Functional Safety Analysis

In the rapidly evolving world of automotive technology, working to strengthen the safety of electrical and electronic systems is paramount. ISO 26262:2018, the international standard for implementing functional safety in road vehicles, helps support this effort. It provides a comprehensive framework for addressing the hazards caused by malfunctioning behavior of complex electrical and electronic systems.

At the core of this standard is functional safety analysis (or safety analysis), a comprehensive process designed to uncover faults and failures in automotive systems before implementation.

In the traditional V model for system development, the analysis methods fall on the left-hand side of the V. If agile methodology is employed, safety analysis is also an iterative process. The analysis is performed on design or architecture at the Concept, System, Hardware or Software level to derive or verify safety requirements in the respective phases.

The Functional Safety Analysis process

A critical aspect of safety analysis is the systematic and thorough examination of the design/architecture to identify potential faults. This involves methodically analyzing the design to determine possible failure modes and implementing appropriate countermeasures to manage them effectively. The goal is to ensure that the design meets safety requirements and is robust enough to handle any identified faults through prevention, detection and mitigation strategies. The safety analysis techniques required by ISO 26262:2018 are inductive and deductive analysis.

Functional Safety Analysis methods according to ISO 26262 

Inductive analysis is a bottom-up approach while deductive analysis is a top-down approach. Both are complementary methodologies required to achieve safety.

The ISO 26262 standard provides specific guidelines about these analyses as per the assigned ASIL. Inductive safety analysis must be performed for all ASIL levels A through D. However, deductive analysis is only required for ASIL C and D systems. In an ideal analysis, the inductive and deductive analysis will yield the same results. These systematic approaches provide a clear and logical pathway for identifying root causes and developing mitigation strategies. This facilitates proactive identification and management of risks, reducing the likelihood of system failures. The analysis could be qualitative or quantitative as the standard requires quantitative analysis only at the hardware level. Analysis methods include:

Deductive analysis

Deductive analysis is a method used to identify potential causes of system failures. It starts with a known undesirable event often termed as a vehicle level hazard (the top-level event) and works backwards to determine the root causes or contributing factors that could lead to this event often termed as a fault. By tracing all possible faults that could lead to a vehicle level hazard, deductive analysis helps ensure no potential fault is overlooked.

Fault Tree Analysis

Fault Tree Analysis (FTA) in ISO 26262 is one of the common deductive methods used to determine the root causes of system failures. FTA uses logical gates like AND and OR to map out the pathways that lead to the top-level event, providing a visual representation of how different failures at base level combine to cause a system failure. FTA is crucial in the context of ISO 26262, as it supports the identification and management of potential hazards in automotive systems, ensuring that appropriate safety measures are implemented to prevent or mitigate failures.

Inductive analysis

Inductive analysis is an effective technique to identify the vehicle level impact of a potential failure. It often starts with a potential identified fault at the component/subsystem level and works towards determining the vehicle level impact of the fault.

Failure Mode and Effects Analysis

Failure Mode and Effects Analysis (FMEA) in ISO 26262 is an inductive structured approach used to identify and evaluate potential failure modes within automotive electronic systems and their effects on system performance and safety. The process involves systematically examining each component/subsystem to determine how it might fail, the potential effects and causes of each failure and identifying the appropriate safety mechanism that covers its effects at the vehicle level. By identifying high-risk failure modes, FMEA helps engineers develop and implement mitigation strategies to enhance the overall reliability and safety of the system.

Failure Mode Effects and Diagnostic Analysis

Failure Mode Effects and Diagnostic Analysis (FMEDA) is an inductive analysis which is quantitative in nature and performed at the hardware level.

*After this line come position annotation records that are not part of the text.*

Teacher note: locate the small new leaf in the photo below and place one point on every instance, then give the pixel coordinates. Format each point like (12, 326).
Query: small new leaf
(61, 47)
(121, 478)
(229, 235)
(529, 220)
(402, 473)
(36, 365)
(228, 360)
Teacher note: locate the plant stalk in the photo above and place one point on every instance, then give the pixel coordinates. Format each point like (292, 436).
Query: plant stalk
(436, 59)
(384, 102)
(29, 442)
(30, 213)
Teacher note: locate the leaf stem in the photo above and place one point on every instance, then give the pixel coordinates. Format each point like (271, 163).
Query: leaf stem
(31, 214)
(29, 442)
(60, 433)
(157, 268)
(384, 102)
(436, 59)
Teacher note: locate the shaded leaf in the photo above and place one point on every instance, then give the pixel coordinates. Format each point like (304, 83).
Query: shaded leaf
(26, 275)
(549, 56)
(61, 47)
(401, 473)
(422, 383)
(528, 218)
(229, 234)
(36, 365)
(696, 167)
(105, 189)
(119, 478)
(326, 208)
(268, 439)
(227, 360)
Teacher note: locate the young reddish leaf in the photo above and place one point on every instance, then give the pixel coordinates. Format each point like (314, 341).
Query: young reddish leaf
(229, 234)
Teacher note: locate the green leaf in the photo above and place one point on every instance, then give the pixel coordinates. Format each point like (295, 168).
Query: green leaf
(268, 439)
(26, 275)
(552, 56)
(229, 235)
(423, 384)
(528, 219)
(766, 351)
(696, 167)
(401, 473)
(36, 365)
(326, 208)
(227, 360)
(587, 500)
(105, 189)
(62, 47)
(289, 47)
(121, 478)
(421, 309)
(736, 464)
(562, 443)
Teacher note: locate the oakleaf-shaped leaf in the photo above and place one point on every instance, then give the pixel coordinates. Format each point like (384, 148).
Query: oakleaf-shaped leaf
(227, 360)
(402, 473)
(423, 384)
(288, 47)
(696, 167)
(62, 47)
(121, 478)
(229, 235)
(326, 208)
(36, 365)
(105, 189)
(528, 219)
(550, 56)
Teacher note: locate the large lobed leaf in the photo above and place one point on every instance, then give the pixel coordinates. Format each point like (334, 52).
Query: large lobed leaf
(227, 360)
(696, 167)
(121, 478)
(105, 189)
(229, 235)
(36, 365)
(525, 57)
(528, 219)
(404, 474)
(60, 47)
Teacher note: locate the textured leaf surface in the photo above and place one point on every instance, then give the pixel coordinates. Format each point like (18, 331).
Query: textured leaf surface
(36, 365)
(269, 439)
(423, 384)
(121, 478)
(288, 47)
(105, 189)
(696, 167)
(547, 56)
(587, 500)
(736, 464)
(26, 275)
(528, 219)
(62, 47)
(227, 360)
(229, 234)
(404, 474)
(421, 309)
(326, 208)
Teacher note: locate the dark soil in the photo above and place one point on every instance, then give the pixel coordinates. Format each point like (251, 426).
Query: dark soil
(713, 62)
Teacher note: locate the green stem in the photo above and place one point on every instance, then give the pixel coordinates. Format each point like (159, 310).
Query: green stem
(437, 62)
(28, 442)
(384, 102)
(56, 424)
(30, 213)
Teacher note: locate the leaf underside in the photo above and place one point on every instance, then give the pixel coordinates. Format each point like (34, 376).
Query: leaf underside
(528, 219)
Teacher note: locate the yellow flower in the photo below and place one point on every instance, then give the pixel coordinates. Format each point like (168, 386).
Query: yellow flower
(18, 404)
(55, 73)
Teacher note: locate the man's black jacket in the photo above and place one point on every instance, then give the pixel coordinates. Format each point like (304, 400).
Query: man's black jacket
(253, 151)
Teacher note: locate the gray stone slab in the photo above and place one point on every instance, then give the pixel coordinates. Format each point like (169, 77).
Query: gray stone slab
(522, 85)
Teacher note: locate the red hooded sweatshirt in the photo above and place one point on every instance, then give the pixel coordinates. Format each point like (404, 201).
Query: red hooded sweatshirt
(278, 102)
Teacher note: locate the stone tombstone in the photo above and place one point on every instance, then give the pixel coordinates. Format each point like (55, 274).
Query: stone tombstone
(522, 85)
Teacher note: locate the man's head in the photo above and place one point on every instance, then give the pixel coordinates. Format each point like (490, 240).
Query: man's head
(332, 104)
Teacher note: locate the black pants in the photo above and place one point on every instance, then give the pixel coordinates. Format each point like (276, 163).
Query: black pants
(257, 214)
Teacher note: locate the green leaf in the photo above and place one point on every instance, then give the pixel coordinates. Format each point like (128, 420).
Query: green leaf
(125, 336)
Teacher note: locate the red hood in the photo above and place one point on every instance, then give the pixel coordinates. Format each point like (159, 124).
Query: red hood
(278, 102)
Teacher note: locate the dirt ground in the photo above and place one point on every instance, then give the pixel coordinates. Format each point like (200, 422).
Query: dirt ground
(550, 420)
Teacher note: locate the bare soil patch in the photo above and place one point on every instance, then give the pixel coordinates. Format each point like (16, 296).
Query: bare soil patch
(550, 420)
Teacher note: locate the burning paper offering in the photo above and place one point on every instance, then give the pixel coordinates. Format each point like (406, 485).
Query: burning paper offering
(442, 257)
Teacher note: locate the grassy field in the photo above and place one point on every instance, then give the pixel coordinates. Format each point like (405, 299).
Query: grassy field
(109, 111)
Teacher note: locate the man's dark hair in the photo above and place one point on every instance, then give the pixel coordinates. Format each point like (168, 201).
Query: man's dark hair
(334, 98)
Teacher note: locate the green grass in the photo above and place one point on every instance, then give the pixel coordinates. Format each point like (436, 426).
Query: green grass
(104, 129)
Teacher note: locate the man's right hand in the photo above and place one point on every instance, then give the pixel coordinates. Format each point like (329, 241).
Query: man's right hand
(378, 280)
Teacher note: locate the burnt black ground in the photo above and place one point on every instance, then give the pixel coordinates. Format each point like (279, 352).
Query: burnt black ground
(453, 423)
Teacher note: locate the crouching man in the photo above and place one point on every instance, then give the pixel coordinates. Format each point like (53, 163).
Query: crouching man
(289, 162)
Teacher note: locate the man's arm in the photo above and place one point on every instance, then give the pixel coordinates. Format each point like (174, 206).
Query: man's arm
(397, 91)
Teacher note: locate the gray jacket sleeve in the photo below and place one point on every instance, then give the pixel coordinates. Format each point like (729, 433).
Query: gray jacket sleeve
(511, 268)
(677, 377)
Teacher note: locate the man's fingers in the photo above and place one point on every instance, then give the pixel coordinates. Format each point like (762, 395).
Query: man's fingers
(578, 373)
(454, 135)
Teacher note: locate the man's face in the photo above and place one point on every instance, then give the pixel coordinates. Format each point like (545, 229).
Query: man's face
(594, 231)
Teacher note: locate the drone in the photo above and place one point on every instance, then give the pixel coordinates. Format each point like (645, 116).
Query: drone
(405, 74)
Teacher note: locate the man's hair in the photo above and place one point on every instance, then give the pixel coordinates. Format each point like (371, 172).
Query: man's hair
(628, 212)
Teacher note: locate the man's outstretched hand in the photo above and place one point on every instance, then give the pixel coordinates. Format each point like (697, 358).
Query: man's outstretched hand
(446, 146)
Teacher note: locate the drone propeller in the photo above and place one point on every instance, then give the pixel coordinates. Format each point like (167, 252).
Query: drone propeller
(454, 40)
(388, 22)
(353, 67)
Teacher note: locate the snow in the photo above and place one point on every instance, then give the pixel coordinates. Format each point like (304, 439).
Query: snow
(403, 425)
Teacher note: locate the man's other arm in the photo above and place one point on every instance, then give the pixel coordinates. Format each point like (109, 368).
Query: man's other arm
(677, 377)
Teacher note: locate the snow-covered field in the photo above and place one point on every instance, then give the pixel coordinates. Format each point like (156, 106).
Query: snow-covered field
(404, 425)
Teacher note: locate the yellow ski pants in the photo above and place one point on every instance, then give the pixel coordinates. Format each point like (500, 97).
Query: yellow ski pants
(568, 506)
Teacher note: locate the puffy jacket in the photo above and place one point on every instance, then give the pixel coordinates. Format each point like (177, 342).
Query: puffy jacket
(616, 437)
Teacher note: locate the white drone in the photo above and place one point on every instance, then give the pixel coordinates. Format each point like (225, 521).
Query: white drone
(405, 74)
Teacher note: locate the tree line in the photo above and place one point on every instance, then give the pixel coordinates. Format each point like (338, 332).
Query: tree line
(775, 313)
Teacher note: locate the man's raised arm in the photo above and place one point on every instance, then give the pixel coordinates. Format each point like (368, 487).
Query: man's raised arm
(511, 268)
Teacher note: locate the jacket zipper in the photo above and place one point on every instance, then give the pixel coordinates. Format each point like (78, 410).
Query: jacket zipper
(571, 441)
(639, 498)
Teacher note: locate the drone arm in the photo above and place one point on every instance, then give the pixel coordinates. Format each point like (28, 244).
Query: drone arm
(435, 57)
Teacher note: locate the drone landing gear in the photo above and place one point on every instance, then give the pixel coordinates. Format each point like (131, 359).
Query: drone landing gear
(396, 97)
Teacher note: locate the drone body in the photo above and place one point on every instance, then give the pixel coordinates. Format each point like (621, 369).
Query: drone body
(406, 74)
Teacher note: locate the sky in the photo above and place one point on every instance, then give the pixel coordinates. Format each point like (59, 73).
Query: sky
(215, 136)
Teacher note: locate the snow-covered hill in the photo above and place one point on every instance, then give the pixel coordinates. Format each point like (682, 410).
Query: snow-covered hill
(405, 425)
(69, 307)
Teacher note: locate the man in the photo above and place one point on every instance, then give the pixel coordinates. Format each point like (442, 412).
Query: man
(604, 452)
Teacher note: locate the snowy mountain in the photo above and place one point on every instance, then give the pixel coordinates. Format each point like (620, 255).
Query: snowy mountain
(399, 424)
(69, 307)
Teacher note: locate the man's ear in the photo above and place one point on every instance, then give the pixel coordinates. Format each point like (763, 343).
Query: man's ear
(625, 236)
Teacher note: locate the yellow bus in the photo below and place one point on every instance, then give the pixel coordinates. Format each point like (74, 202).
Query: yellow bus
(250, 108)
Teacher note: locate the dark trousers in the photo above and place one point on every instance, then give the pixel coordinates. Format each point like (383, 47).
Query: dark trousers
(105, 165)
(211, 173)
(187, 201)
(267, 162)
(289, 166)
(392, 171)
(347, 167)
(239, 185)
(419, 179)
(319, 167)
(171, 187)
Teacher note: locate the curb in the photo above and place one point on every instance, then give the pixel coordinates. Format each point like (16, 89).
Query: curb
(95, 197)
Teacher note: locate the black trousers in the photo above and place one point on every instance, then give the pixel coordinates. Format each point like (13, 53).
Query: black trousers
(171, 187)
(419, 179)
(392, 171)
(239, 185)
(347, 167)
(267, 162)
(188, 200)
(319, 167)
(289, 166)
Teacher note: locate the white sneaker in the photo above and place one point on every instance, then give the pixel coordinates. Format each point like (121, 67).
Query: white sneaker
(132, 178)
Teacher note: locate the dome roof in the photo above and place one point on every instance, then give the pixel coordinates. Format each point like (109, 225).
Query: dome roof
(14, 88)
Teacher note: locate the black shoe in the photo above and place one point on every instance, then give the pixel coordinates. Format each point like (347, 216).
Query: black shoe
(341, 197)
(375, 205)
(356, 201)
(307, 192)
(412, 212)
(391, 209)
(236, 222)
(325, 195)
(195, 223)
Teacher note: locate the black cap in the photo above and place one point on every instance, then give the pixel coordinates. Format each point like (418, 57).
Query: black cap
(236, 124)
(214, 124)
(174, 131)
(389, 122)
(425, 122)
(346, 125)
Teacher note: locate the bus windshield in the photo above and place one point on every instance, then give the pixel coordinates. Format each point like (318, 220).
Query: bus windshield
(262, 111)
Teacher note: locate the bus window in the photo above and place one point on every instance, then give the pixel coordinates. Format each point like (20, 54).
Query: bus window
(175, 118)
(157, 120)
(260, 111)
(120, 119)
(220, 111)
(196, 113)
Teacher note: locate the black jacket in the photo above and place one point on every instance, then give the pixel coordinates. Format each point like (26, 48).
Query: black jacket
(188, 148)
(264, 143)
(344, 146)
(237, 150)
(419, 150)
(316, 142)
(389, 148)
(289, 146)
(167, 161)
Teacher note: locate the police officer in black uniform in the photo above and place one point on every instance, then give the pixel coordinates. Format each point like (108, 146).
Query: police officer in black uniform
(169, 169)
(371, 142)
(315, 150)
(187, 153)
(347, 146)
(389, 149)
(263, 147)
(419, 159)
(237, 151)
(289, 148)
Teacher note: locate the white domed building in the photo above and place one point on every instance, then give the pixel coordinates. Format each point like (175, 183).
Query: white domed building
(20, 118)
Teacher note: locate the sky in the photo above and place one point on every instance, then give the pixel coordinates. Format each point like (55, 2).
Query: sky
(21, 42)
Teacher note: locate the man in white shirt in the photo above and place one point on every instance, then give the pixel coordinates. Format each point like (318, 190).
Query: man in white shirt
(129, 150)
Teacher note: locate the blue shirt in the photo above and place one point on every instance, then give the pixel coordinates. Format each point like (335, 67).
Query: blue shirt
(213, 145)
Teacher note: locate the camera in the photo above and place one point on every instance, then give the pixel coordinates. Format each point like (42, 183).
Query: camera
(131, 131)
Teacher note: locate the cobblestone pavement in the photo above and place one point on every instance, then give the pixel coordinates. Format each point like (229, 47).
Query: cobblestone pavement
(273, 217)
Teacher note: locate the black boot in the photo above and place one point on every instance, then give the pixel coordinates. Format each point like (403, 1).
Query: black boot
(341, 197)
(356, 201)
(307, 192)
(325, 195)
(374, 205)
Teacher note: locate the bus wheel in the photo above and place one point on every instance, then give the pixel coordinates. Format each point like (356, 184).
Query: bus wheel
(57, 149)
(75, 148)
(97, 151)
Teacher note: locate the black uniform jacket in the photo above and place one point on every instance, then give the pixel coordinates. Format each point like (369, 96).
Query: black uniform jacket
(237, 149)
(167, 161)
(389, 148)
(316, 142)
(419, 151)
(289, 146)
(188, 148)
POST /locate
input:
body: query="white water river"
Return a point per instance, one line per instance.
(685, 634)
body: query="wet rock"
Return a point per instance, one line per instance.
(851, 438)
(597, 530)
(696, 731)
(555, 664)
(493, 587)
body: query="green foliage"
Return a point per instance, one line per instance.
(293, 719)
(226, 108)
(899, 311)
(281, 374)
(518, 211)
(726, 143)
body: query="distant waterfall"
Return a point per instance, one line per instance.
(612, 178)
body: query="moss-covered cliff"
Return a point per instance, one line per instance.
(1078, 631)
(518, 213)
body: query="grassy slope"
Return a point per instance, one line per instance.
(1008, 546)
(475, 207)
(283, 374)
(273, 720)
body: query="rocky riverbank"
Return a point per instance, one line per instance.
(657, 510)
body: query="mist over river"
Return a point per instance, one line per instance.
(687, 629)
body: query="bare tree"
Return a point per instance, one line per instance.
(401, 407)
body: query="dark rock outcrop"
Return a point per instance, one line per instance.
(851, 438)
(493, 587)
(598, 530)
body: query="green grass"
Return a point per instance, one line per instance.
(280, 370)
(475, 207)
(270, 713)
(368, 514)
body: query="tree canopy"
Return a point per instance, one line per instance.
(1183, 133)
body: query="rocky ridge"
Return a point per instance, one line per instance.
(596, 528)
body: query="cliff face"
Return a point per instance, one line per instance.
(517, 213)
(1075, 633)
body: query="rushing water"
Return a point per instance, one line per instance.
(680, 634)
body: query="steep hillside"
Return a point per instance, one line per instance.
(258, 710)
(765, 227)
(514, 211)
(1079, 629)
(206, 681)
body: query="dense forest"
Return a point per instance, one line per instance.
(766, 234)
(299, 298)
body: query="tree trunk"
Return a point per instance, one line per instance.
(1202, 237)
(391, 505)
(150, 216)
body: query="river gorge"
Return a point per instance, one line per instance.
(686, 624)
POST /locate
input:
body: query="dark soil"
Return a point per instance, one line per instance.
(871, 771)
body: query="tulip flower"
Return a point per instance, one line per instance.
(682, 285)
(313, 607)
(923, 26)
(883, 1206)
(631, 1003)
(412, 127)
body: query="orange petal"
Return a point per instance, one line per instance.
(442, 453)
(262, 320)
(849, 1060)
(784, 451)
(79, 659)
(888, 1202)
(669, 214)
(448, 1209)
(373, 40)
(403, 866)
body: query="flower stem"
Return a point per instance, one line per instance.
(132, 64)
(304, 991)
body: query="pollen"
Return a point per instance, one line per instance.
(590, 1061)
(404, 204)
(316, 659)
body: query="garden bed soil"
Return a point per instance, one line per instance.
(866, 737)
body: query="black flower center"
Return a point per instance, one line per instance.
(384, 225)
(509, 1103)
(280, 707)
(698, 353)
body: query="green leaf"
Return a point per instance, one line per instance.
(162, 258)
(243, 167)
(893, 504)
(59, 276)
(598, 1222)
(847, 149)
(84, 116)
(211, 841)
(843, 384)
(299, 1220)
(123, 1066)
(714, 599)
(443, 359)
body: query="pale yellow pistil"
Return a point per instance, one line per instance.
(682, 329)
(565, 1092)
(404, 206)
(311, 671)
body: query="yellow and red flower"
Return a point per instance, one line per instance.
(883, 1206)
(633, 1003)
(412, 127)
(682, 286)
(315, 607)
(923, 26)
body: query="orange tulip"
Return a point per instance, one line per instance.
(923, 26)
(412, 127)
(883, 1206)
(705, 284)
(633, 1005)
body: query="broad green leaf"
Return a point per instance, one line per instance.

This method is used to determine random hardware failure metrics. The hardware detailed design is analyzed to compute hardware architecture metrics, such as the Single Point Fault Metric and latent Fault metric, to verify if it meets the targets for the respective ASIL. Another metric that is calculated is the Probabilistic Metric for Random Hardware Failure. FMEDA requires deep expertise in hardware analysis and is a tedious process which must be executed precisely.

Dependent Failure Analysis

As systems become more complex, the interdependencies between system elements increase significantly and can lead to dependent failures. Dependent Failure Analysis (DFA) is the method recommended in ISO 26262 to identify and evaluate failures that affect the freedom of interference and independence at various levels within a system. The two categories of dependent failures are cascading failures and common cause failures.

One key aspect of DFA is the identification of cascading failures, where the failure of one component triggers failures in other components, leading to a chain reaction of failures. Another important consideration is the identification of common cause failures, where multiple components fail due to a single underlying cause, such as a shared environmental factor or a design flaw. While eliminating dependent failures is often challenging, DFA aims to recommend appropriate strategies to mitigate their impact. These strategies include introducing redundancy and diversity in critical architectural elements as well as development lifecycle.